Describing the atmosphere at the camp as “volatile” and worrying, the Australian Immigration minister, Peter Dutton, acknowledged on Friday that some men had “engaged in self-harm” while others were on hunger strike. They were being offered “appropriate medical care”, he said. The ministry reiterated yesterday that this medical assistance continued to be available to all detainees.
In a letter to the minister on Friday, asylum-seekers begged him to show compassion, telling him: “We will die in PNG if Australian government resettles us in PNG. Take us to Australia please or we will die here.”
In a separate letter, hunger-striking detainees expressed fears for their safety in the PNG community and said they would prefer to die in the centre.
However, Mr Dutton, who has only recently taken over the immigration portfolio from his hardline predecessor, Scott Morrison, pledged there would be no softening of Australian policy.
He said his message to those on Manus was that while there had been a ministerial reshuffle, it remained the government’s “absolute resolve” that they would “never arrive in Australia”.
Since the middle of 2013, asylum-seekers heading for Australia have been intercepted mid-ocean and taken to PNG or the Pacific island nation of Nauru for processing.
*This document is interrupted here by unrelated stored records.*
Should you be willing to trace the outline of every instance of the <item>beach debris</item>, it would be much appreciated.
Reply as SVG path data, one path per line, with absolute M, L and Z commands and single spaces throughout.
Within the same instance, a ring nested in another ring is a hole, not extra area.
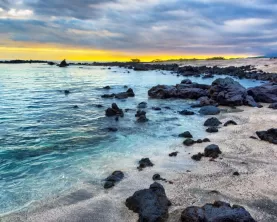
M 104 181 L 104 188 L 112 188 L 116 183 L 120 182 L 124 178 L 124 173 L 122 171 L 114 171 L 110 176 L 108 176 Z
M 73 106 L 73 109 L 78 109 L 78 108 L 79 108 L 79 106 L 77 106 L 77 105 Z
M 116 127 L 107 127 L 106 128 L 109 132 L 117 132 L 118 129 Z
M 257 131 L 256 134 L 261 140 L 277 144 L 277 128 L 272 128 L 267 131 Z
M 68 94 L 70 93 L 70 91 L 69 91 L 69 90 L 67 90 L 67 89 L 66 89 L 66 90 L 64 90 L 63 92 L 64 92 L 64 94 L 65 94 L 65 95 L 68 95 Z
M 222 201 L 215 201 L 213 204 L 205 204 L 203 207 L 187 207 L 181 215 L 182 222 L 255 222 L 250 213 L 242 206 L 233 205 Z
M 210 78 L 214 78 L 214 75 L 209 73 L 202 76 L 202 79 L 210 79 Z
M 238 125 L 234 120 L 228 120 L 226 123 L 224 123 L 224 126 L 229 126 L 229 125 Z
M 240 174 L 239 174 L 238 171 L 236 171 L 236 172 L 233 173 L 233 175 L 234 175 L 234 176 L 239 176 Z
M 204 143 L 211 142 L 210 139 L 208 139 L 208 138 L 205 138 L 205 139 L 203 139 L 202 141 L 203 141 Z
M 195 143 L 203 143 L 203 140 L 198 139 L 198 140 L 195 141 Z
M 177 151 L 176 151 L 176 152 L 172 152 L 172 153 L 168 154 L 168 156 L 170 156 L 170 157 L 177 156 L 178 153 L 179 153 L 179 152 L 177 152 Z
M 106 116 L 120 116 L 123 117 L 124 113 L 122 109 L 119 109 L 116 103 L 112 104 L 111 108 L 106 109 Z
M 213 99 L 209 98 L 208 96 L 203 96 L 200 97 L 198 100 L 197 104 L 193 104 L 191 107 L 192 108 L 198 108 L 198 107 L 203 107 L 203 106 L 209 106 L 209 105 L 213 105 L 213 106 L 217 106 L 217 102 L 214 101 Z
M 162 178 L 161 175 L 158 174 L 158 173 L 154 174 L 153 177 L 152 177 L 152 179 L 153 179 L 154 181 L 156 181 L 156 180 L 161 180 L 161 181 L 164 181 L 164 182 L 166 182 L 166 183 L 173 184 L 172 181 L 167 180 L 167 179 L 165 179 L 165 178 Z
M 149 121 L 149 119 L 146 118 L 146 112 L 143 110 L 138 110 L 135 117 L 137 117 L 137 122 L 144 123 Z
M 255 136 L 250 136 L 249 138 L 250 138 L 250 139 L 254 139 L 254 140 L 257 140 L 257 139 L 258 139 L 258 138 L 255 137 Z
M 201 115 L 217 115 L 220 113 L 220 109 L 217 108 L 216 106 L 203 106 L 199 110 L 199 113 Z
M 208 133 L 217 133 L 218 132 L 218 128 L 215 126 L 209 127 L 208 129 L 206 129 L 206 132 Z
M 216 117 L 211 117 L 204 122 L 204 126 L 219 126 L 222 124 Z
M 180 113 L 181 115 L 183 115 L 183 116 L 191 116 L 191 115 L 194 115 L 194 114 L 195 114 L 194 112 L 189 111 L 189 110 L 186 110 L 186 109 L 184 109 L 184 110 L 182 110 L 182 111 L 179 111 L 179 113 Z
M 191 133 L 189 131 L 185 131 L 185 132 L 179 134 L 178 136 L 184 137 L 184 138 L 193 138 L 193 136 L 191 135 Z
M 139 161 L 139 166 L 137 167 L 138 170 L 143 170 L 146 167 L 152 167 L 154 164 L 151 162 L 149 158 L 142 158 Z
M 168 200 L 164 187 L 155 182 L 149 189 L 136 191 L 133 196 L 127 198 L 126 206 L 139 214 L 139 221 L 162 222 L 168 218 L 168 208 L 171 202 Z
Those deemed genuine refugees have been told they will be resettled in PNG or Cambodia while the rest are to be deported.
A Greens senator for South Australia, Sarah Hanson-Young, reportedly renewed calls for an independent inspection of the facility yesterday.
“There does need to be a proper independent investigation into what is going on at the asylum-seeker centre,” she said, according to the Australian Associated Press.
Ms Hanson-Young said she understood that some asylum-seekers were believed to be refusing medical attention. “Rejecting medical assistance is because they feel they would prefer to die than to suffer inside, and that’s an awful situation the government needs to respond to,” AAP reported. “I plead with anybody inside that centre: please don’t hurt yourself.”
The MP for Manus Island, Ronnie Knight, urged Australia not to keep the men there indefinitely. “Some of them have been there for nearly two years now and they are human beings,” he said.